In the example, the candidate wasn't grilled on the default partition scheme; he or she was grilled on the partition scheme that was used. If someone thinks that's an unimportant implementation detail, why would you ever want to hire them?

1 comments

You are seriously underestimating the importance of deep statistical knowledge in some of these jobs.

In some of these jobs, maybe. But the person I was initially responding to wasn't looking for someone with "deep statistical knowledge"; rather, he was looking for that species which goes by the trendy, loosey-goosey catch-all moniker, "data scientist".

And if you're going to put "data scientist" in a job title -- with no further qualifications -- then you had better understand that it's nearly useless as a description of anything (beyond a few colloquial definitions floating about, which there's still no real consensus on).

If on the other hand, you want an "MS/PhD background in Machine Learning and/or Statistics, or equivalent work experience" then that's fine too, of course -- just put it in the job description.
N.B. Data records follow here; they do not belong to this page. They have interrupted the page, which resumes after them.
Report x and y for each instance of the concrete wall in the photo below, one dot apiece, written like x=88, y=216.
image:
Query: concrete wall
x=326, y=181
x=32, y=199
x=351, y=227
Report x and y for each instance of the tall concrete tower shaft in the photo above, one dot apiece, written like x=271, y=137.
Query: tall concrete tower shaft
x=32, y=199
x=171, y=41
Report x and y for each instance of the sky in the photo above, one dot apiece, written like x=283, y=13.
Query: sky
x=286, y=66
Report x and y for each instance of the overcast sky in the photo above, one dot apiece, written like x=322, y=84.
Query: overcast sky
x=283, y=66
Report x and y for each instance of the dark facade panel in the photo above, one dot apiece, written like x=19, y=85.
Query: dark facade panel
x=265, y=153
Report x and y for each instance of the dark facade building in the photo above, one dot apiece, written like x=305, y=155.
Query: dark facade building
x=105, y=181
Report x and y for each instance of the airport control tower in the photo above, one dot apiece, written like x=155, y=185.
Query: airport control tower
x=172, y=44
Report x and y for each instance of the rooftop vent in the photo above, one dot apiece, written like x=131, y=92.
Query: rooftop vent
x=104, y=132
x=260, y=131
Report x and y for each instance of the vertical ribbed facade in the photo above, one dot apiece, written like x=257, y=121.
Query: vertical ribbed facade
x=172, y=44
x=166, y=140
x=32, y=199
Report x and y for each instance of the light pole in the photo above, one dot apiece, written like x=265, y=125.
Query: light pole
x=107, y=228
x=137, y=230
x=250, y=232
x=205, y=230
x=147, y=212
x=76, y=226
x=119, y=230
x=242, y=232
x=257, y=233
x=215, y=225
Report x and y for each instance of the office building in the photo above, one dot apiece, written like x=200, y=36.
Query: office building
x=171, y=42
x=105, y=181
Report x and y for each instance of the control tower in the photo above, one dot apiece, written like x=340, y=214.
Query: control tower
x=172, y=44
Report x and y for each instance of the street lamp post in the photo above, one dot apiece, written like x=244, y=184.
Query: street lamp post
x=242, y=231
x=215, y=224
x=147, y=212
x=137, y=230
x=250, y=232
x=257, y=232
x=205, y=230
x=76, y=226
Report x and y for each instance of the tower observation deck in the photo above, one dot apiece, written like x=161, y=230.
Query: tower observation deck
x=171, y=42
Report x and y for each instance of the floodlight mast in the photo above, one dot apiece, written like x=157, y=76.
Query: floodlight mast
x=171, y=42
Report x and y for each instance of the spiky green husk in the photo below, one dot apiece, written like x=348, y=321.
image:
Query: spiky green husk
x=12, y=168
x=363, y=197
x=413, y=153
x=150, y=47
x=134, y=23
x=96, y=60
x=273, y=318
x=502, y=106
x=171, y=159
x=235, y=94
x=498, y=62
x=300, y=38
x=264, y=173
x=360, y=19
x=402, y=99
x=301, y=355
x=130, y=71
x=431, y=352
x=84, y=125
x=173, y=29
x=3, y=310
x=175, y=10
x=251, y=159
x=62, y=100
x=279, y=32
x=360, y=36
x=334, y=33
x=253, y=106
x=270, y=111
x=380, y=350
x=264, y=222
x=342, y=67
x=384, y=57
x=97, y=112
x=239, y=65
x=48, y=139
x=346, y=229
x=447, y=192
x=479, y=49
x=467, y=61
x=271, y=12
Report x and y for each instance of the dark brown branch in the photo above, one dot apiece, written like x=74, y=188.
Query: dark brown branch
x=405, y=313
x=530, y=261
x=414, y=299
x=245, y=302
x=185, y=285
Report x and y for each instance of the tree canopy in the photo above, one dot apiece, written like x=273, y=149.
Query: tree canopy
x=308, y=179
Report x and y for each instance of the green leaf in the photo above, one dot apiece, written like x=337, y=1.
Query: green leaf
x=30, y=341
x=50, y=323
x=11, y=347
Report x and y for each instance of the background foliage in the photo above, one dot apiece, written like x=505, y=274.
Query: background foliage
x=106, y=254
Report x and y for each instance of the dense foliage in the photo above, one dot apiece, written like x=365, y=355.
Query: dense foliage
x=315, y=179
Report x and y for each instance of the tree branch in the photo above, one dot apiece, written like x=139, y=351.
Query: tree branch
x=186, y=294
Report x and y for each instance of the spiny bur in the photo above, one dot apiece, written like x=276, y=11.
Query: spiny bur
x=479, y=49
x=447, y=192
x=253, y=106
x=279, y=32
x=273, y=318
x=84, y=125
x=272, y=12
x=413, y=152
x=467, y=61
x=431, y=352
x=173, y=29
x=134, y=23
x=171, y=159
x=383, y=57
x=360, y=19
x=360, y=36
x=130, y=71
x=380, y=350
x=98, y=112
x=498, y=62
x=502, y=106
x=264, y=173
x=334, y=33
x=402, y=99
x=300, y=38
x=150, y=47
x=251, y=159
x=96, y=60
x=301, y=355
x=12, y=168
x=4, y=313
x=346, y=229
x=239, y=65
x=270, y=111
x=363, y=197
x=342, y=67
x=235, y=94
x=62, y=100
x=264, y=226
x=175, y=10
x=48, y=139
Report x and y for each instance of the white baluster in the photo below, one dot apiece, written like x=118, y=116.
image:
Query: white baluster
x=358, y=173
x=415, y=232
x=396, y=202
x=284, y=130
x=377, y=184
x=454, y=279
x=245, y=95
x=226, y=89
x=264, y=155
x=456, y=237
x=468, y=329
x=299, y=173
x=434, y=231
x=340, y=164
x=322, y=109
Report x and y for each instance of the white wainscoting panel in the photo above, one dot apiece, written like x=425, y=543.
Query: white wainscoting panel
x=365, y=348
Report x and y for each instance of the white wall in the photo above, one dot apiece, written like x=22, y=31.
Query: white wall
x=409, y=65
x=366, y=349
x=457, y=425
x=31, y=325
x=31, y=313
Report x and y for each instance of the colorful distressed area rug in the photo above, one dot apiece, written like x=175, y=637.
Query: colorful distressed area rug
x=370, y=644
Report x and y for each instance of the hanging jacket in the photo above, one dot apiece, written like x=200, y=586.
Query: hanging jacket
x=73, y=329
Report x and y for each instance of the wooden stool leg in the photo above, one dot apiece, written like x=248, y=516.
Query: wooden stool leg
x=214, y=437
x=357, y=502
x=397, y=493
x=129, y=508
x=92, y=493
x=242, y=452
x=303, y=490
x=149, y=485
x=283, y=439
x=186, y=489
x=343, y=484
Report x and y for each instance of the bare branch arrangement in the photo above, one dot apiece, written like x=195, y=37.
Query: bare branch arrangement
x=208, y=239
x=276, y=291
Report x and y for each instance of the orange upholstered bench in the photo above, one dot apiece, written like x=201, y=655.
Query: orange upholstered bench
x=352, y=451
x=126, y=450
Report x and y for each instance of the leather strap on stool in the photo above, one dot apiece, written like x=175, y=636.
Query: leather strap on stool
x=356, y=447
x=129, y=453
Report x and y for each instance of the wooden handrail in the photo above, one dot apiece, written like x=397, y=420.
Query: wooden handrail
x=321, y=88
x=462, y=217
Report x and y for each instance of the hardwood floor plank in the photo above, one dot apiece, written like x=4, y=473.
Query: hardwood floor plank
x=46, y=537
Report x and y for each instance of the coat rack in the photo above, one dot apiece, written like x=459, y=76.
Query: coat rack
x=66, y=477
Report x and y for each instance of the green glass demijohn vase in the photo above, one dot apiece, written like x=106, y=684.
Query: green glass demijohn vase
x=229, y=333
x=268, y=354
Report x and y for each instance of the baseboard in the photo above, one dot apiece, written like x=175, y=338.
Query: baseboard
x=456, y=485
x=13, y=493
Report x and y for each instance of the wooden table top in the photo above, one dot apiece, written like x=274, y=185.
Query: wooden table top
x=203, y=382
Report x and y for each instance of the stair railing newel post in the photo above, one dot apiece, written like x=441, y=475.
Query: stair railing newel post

It's really quite easy to do, and it will save everyone tons and tons of time (and grief).

In the example, the candidate wasn't grilled on the default partition scheme; he or she was grilled on the partition scheme that was used. If someone thinks that's an unimportant implementation detail, why would you ever want to hire them?

Again, it matters to the extent that they, themselves, emphasize it as a core skill area. When someone simply says "did $foo using X" in some project description, I personally don't read anything more into it than that.

I can see why you read it that way, but that's not how I read the initial comment and it's at odds with the top-level post. I might be out of date, but I don't think quant jobs are listed as informal "data scientists;" those postings are more for what were characterized as "mundane back office jobs." (Again, I could be wrong.)

But the question's not as esoteric or impossible as you're making it out to be. "What's a confidence interval" is something any good undergraduate applying for finance jobs should be able to answer, regardless of major. I'd expect an enthusiastic undergrad stats or compsci major to care about the implementation details of an estimator they'd used for something nontrivial. (Which seemed to be the case in the original comment.)

Fair enough, and points taken. Thanks.